Espanha não é um país de unanimidades. As que existem são raras. Ana Maria Matute é uma delas. A sua obra está agora a ser publicada em Portugal duma forma mais sistemática pela Planeta. Aos 86 anos a escritora explica-nos porque é que ainda se sente jovem. Rui Lagartinho

Em Espanha Ana Maria Matute é um tesouro nacional. Esta mulher hoje frágil e que se desloca com dificuldade mantém intacto um olhar vivo, claro e brilhante que nos trespassa de encantamento quando começa a falar. A voz é fina, como de criança pequena, já assertiva no conteúdo. E depois há as mãos, magras, que com uma dramaturgia própria vão pontuando o discurso. Foi sempre assim: desde que se imaginou escritora que houve sempre gente à sua volta a escutá-la. Ainda meninas, os que o eram ainda mais que ela, vinham ouvir-lhe os contos que depois eram escritos.

Enquanto se fazia mulher, a guerra civil rodeou-a. A ditadura de Franco toldou-lhe a escrita. As primeiras memórias impressas deste tempo são obviamente comprometidas e muitas são proibidas de serem publicadas. Ana Maria Matute não desiste. Esconde-se no reino das metáforas, protegida pelo discernimento de uns e pela ausência de inteligência de outros.

Os primeiros prémios, já importantes, O Planeta, O Nadal chegam antes dos 40 anos.

E de repente, quase na maturidade, perto dos 50, Ana Maria Matute mergulha a sua escrita na Idade Média. "A Torre de vigia" (Planeta) escrito em 1971 é o primeiro livro de um mundo donde pouco sairá e que a consagrará com "Olvidado Rei Gudú" (Difel) .

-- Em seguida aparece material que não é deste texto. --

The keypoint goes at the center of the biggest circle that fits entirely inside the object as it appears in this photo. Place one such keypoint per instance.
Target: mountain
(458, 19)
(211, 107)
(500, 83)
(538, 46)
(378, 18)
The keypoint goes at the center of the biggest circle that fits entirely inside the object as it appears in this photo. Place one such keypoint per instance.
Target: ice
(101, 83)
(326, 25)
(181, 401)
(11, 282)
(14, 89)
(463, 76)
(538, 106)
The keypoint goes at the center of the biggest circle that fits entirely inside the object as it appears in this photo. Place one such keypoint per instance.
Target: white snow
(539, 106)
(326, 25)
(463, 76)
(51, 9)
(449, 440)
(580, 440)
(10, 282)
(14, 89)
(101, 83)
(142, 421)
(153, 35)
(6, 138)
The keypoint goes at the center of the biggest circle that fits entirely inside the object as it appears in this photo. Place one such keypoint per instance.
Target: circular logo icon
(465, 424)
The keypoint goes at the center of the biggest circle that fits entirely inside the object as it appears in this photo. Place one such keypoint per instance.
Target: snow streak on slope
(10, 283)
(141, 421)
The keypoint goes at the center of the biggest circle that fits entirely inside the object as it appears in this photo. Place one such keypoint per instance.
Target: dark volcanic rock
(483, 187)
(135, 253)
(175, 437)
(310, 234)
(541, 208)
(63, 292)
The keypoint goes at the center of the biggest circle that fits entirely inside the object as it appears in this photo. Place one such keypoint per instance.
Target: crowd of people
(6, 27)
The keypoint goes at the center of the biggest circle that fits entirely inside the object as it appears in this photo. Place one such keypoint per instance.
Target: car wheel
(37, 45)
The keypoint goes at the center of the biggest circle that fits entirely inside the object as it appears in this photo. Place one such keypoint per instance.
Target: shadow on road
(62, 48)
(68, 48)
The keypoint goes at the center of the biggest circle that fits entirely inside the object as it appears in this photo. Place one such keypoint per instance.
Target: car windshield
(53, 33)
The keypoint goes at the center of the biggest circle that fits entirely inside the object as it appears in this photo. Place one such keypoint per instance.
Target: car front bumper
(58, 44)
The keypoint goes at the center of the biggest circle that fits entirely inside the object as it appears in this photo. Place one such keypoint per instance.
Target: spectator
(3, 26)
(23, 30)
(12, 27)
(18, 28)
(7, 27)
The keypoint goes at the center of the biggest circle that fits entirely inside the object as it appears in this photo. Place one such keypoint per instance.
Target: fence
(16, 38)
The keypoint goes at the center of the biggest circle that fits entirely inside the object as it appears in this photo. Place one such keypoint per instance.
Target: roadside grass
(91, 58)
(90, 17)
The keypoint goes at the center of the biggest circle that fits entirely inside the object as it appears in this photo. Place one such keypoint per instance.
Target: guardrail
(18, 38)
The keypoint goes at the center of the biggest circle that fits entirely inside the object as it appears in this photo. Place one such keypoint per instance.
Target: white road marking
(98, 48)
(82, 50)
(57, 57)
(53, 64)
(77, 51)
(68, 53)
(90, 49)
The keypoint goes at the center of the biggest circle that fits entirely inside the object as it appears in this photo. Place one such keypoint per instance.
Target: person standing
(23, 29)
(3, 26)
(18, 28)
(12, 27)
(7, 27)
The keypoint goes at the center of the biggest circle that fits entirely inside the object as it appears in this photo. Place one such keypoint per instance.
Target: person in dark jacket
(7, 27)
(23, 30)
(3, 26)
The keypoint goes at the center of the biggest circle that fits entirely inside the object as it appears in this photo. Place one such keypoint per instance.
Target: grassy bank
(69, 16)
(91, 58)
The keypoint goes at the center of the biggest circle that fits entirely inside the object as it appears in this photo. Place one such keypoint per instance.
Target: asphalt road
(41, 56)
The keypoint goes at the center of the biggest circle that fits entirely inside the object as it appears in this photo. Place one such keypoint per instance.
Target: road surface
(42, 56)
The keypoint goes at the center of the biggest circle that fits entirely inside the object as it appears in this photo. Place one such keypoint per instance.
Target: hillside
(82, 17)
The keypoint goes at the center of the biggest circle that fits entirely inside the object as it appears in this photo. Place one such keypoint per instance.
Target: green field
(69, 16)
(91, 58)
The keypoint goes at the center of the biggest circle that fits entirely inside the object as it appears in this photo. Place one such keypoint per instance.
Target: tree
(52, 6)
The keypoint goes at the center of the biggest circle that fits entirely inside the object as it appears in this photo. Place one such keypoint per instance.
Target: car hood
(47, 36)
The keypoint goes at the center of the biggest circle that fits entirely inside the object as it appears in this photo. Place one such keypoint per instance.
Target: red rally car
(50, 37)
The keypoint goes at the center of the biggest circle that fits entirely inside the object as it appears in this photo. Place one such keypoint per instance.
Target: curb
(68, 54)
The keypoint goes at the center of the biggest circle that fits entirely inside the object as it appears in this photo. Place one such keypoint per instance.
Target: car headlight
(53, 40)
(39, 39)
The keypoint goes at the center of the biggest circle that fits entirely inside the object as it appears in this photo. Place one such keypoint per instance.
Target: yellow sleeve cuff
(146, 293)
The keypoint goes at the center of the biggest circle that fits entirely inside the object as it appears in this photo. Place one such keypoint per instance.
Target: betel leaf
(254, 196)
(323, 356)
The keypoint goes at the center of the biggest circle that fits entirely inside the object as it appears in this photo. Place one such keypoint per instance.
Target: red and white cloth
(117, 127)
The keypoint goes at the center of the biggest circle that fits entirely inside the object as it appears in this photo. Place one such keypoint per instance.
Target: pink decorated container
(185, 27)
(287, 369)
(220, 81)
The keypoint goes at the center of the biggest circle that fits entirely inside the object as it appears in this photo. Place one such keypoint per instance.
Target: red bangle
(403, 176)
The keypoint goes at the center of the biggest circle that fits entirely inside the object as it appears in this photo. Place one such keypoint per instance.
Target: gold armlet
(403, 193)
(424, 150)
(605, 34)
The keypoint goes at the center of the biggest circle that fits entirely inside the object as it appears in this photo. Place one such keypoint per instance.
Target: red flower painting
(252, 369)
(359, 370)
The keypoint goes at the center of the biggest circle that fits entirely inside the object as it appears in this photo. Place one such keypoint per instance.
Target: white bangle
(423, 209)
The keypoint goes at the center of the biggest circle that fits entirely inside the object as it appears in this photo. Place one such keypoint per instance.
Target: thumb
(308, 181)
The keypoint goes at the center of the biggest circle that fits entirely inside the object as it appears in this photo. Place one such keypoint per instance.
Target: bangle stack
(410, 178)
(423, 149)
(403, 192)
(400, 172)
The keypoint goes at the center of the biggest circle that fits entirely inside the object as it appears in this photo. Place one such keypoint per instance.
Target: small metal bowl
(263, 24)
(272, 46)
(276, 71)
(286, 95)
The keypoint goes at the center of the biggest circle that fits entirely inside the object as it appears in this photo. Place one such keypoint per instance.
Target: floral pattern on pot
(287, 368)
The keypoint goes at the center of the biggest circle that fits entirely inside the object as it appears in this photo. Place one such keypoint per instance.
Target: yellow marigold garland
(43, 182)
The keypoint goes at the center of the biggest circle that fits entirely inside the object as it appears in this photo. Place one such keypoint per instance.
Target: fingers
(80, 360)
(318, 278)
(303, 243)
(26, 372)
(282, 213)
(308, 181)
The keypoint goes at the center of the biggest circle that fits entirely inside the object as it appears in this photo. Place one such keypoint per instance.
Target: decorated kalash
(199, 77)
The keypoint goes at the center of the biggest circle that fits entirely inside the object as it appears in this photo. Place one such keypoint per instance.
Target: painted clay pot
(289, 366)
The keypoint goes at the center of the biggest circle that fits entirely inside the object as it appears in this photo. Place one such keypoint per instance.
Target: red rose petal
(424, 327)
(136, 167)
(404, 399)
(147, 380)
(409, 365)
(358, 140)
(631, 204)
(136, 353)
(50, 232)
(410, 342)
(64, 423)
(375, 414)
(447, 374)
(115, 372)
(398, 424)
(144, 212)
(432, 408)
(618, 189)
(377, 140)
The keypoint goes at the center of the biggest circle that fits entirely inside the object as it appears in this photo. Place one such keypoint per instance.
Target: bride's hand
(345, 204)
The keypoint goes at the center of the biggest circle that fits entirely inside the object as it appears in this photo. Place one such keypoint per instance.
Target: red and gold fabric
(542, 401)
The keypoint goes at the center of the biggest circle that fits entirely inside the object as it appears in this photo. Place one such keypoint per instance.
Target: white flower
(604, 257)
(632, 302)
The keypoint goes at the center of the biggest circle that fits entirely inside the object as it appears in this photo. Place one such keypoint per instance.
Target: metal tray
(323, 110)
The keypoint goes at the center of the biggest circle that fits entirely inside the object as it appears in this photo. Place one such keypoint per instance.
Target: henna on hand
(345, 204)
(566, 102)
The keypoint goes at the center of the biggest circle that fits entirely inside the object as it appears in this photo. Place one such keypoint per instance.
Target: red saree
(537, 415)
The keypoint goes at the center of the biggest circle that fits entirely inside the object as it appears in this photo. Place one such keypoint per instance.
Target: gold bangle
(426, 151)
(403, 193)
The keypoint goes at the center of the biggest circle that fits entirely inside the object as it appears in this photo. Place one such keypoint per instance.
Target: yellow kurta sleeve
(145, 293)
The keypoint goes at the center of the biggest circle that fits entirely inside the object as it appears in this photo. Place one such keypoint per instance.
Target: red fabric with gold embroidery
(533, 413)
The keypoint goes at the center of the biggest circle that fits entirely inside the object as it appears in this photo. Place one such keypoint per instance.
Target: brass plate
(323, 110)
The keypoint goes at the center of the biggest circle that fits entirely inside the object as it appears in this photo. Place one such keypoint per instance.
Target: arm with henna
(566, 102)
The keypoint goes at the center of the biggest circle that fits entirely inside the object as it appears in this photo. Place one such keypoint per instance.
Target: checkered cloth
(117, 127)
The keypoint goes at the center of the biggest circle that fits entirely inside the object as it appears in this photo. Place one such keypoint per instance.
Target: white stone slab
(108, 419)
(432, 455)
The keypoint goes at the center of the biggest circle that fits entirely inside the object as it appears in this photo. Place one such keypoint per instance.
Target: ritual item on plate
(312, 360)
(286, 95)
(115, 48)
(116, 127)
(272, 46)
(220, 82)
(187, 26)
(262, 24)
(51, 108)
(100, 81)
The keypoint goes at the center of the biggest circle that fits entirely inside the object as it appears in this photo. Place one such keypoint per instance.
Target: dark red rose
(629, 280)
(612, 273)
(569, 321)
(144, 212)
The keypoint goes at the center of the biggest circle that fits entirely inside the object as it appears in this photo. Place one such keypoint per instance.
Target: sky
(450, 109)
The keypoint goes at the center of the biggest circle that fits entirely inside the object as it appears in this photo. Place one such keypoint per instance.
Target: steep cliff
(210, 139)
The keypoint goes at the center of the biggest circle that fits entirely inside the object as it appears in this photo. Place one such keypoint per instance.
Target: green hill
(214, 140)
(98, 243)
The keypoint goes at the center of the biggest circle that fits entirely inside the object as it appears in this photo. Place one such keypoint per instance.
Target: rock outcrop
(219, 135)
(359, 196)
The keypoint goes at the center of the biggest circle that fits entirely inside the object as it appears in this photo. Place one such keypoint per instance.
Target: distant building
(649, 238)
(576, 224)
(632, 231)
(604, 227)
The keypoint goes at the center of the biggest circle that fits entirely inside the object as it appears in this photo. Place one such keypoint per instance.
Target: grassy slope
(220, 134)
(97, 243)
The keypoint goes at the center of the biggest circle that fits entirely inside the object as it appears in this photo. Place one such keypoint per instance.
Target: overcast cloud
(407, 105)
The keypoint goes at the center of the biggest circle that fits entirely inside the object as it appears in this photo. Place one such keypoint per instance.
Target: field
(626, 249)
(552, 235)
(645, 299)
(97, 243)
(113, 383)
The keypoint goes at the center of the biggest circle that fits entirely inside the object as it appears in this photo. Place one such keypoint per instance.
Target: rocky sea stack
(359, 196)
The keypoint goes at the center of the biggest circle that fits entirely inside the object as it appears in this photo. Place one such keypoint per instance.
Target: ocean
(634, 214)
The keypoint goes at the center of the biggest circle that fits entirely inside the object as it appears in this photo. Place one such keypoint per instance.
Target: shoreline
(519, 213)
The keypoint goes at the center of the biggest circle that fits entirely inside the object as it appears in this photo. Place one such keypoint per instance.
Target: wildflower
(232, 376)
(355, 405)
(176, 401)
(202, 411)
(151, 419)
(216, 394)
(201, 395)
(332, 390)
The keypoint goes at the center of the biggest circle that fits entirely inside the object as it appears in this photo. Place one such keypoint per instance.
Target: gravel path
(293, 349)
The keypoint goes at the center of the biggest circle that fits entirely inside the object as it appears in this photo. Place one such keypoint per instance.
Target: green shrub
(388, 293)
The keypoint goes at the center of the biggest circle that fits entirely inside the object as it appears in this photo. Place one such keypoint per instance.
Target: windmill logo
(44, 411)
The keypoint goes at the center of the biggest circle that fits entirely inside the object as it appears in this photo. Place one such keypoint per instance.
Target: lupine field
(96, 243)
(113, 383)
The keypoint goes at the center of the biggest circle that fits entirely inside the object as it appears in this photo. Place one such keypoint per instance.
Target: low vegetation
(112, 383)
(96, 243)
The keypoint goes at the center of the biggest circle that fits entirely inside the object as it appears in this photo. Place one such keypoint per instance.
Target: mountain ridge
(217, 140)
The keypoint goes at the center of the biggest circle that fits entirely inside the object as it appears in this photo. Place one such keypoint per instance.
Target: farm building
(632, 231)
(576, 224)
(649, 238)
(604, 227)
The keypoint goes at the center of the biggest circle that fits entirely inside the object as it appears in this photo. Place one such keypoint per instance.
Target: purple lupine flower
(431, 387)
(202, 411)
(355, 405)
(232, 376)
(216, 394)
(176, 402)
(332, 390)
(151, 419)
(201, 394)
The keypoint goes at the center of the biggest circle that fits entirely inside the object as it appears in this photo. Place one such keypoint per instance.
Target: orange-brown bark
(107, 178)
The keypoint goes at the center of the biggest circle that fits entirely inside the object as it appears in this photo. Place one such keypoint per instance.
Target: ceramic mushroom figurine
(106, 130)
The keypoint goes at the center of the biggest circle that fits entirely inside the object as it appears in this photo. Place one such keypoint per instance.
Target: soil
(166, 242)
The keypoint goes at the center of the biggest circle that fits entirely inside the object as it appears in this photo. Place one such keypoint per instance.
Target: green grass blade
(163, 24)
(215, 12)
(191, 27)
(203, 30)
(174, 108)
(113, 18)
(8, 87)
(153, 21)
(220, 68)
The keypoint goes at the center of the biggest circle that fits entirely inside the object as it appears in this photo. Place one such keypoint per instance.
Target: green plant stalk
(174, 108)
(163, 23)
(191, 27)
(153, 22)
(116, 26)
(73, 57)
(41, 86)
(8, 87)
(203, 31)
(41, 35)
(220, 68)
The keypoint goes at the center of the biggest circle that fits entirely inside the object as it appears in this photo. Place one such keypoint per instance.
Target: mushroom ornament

No seu primeiro romance medieval um rapaz transforma-se em homem através da iniciação militar ao serviço do senhor Mohl. Será um crescimento cruel, com sonhos difíceis de se concretizarem e com algumas certezas confirmadas. Vigiado à distância do alto de uma torre por alguém que lhe vai ser muito útil nos rituais de passagem que vão desafiar os poderes instalados. O herói nunca vai ter nome. Estamos num reino longínquo, perdidos na bruma dos tempos e da fantasia mas as ambições de quem povoa aquelas terras é tão humana e real como a de qualquer outro porque os homens não mudam assim tanto.

A conversa com Ana Maria Matute vai começar pela vontade de confirmar esta quase certeza.

Quais são as vantagens de inventar um mundo medieval, quando se percebe que o tempo não muda os homens?

É verdade que os sentimentos que aqui estão são universais e sobre eles se pode escrever em qualquer tempo. Começar a escrever romances passados na Idade Média correspondeu no início a uma necessidade na minha biografia. Cresci com uma guerra e aguentei uma ditadura. A certa altura da minha vida já estava farta de tanta realidade na minha literatura que resolvi saltar para um mundo que sempre me fascinou.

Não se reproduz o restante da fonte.